I am always wary when replacement reaches inside scoping constructs
like Function, With ...., because it does not respect the scoping.

With toFunc we get

toFunc[Function[x, With[{x = 5}, a + x^2]]]

        With[{#1 = 5}, a + #1\^2] &\)

Also, constant functiions give trouble:

toFunc[Function[{}, a + x]]

        Block::"lvsym": "Local variable specification \!\({\({}\)}\)
contains \
        \!\({}\) which is not a symbol or an assignment to a symbol."

        Block[{{}},
        a + x /.\[InvisibleSpace]Thread[{{}} -> Array[Slot,
{Length[{{}}]}]]] &



Func2, below, uses the functions themselves to introduce the slots, rather
than replacement. It also avoids generating messages.

toFunc2[expr_] :=
  ReleaseHold[Function @@ ({expr} /.
          (F_ /; F === Function)[vars_, body_] :>
            Apply[F[vars, Hold[body]],
              Slot /@ Range[Last[Dimensions[Unevaluated[{vars}]]]]]

        )]

With this we get

toFunc2[Function[x, With[{x = 5}, a + x^2]]]

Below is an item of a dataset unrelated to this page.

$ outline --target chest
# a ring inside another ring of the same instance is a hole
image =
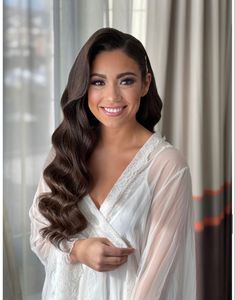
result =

        With[{x = 5}, a + x^2] &

toFunc2[Function[{}, a + x]]

        a + x &


------- cut here -------

>>>>>>>

Dear Allan, dear David,

this is one of the threads so enjoyable when discussing, yet not so pleasing
(for me) at the archive.

So, Allan, thank you very much for pointing out the errors. After that, I
now come up with a surprisingly simple solution


    toFunc[expr_] := expr /. f : Function[__] :> f[##] &

That's it! And I'm convinced, that it is correct. Why? It is simply based on
\[eta]-conversion, namely that

    Function[{vars}, f[vars]] 

has to be semantically the same  as f.


The problem with David's creditable idea to introduce this functional
calculus was that the bodies of the component function had to be hold while
building the resulting function, and that functions, given as
lambda-expressions should be included into the calculus.

My idea, to achieve that through \[alpha]-conversion  (= the name of the
variable must not count) however was seriously flawed:  The problem is not
the substitition of the variables within scoped constructs per se, but not
with Slot, which shall not appear at the lhs!

The solution above has a small procedural drawback: the substitution is
executed at application time, i.e. possibly over and over again. But this
easily can be repaired by

toFunc[expr_] := 
  ReleaseHold[Evaluate[Hold[expr] /. f : Function[__] :> f[##]] &]


What has to be noted is: the execution order of the component functions is
not the same as when traversing the held expression depth first, but if I'm
not wrong, _Mathematica_ does not give any garanties for that anyhow (when
reshuffling into canonical order occurs at intermediate steps), and
certainly you should never program relying on that order (in any language).